Ferrari was initially set to hit the stock markets in the first half of 2015, but FCA subsequently pushed the listing back to at least mid-October.

Industry bankers say FCA needs to hold on to its current equity value while negotiating a potential deal with GM.

RISK-TAKER

Marchionne, who took over as CEO in 2004 and rescued both Fiat and Chrysler, is a notorious risk taker.

While a hostile move for GM is seen as a long shot, Marchionne is trying to lobby investors to support his case that GM and FCA would be better off merged, the sources said.

The combined entity would be able to spread the high costs of developing vehicles, including greener and more high-tech cars, the sources said.

The mechanics of a hostile bid look "beyond ambitious", Bernstein analyst Max Warburton said in a note, while adding: "Stranger things have happened, especially in bubbly equity markets."

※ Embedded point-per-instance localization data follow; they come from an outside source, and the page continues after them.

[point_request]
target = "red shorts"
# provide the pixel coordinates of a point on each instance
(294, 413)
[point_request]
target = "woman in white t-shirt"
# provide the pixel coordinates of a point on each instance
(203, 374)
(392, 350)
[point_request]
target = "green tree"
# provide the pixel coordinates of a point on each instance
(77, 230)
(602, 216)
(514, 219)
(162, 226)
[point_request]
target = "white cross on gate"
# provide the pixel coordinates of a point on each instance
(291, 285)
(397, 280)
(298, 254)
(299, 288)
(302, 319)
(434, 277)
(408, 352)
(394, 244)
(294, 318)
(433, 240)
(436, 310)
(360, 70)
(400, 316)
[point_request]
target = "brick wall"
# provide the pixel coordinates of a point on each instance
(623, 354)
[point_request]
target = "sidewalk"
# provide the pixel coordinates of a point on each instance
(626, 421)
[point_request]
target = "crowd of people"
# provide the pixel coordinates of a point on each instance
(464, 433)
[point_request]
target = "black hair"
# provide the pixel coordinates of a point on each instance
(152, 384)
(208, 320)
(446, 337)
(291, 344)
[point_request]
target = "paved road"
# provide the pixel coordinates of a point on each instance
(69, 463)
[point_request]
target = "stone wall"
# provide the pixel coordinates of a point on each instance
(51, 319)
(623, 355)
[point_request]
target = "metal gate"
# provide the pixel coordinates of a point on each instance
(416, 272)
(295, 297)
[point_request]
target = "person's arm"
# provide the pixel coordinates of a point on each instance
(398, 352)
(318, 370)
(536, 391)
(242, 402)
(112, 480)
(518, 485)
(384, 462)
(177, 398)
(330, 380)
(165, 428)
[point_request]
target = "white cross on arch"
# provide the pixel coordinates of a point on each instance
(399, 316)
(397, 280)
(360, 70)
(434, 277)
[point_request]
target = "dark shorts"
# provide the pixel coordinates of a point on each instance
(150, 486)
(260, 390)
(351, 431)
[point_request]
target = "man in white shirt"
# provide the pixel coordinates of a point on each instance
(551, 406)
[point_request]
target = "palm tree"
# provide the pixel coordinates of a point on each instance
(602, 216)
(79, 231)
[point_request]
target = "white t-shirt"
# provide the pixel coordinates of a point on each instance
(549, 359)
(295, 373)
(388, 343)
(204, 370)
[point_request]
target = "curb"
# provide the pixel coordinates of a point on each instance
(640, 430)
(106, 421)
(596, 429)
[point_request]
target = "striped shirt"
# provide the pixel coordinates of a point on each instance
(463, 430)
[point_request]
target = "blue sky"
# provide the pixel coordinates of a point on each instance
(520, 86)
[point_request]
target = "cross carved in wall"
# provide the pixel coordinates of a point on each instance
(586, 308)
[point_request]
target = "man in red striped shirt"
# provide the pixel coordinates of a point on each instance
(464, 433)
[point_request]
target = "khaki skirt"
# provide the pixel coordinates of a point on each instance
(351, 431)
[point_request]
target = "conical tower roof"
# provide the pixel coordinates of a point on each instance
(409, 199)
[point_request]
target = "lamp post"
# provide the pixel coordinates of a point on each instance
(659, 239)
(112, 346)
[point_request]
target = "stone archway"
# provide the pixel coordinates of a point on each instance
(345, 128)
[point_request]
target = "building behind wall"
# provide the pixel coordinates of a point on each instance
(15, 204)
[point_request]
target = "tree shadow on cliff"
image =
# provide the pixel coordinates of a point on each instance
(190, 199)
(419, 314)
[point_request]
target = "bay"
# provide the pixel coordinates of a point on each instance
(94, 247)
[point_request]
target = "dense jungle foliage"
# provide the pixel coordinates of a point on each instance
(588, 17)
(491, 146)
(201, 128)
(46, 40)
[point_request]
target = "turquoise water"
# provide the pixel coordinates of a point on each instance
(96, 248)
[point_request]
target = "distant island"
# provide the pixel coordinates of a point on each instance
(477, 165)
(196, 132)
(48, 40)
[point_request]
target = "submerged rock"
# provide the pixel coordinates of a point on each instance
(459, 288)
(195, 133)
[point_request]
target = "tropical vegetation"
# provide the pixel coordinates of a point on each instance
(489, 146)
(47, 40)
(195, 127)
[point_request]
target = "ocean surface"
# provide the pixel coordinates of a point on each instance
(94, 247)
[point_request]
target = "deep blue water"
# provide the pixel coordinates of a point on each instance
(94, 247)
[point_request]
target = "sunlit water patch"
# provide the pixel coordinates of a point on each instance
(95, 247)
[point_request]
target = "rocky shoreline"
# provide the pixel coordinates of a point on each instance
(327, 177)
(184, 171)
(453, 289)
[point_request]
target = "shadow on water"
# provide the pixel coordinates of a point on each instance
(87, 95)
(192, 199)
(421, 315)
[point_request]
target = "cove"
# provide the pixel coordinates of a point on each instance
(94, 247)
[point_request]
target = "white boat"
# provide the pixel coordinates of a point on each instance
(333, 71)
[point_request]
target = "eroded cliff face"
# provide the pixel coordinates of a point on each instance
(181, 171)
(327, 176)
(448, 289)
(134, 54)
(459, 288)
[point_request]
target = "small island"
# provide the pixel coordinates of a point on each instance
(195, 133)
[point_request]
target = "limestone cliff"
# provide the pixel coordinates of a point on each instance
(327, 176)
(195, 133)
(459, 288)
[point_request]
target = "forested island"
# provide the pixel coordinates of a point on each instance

GM does not have a single controlling shareholder, and its top investor is Brock Capital Group with an 8.7 percent stake.

Brock Capital is the fiduciary that manages the shares for the United Auto Workers healthcare trust for retired workers. Analysts said the U.S. labour union would view a GM-FCA merger with scepticism because of the potential resulting job losses.

Meanwhile, hedge funds control around 6 percent of the shares.

Based on expectations that shareholders would demand a 35 percent premium to GM's market capitalisation, FCA would need to pay about $77 billion in an all-stock transaction in the event of a hostile bid, the sources said, adding that GM shareholders would likely demand a substantial payout.

But FCA would be under enormous financial strain if it decided to pursue a hostile bid, the sources said.
 


Some bankers argue that Marchionne - widely seen as an aggressive dealmaker - is unlikely to let that stop him and his chairman, Elkann, said in May the carmaker would "act with determination" if it found a target that "made sense".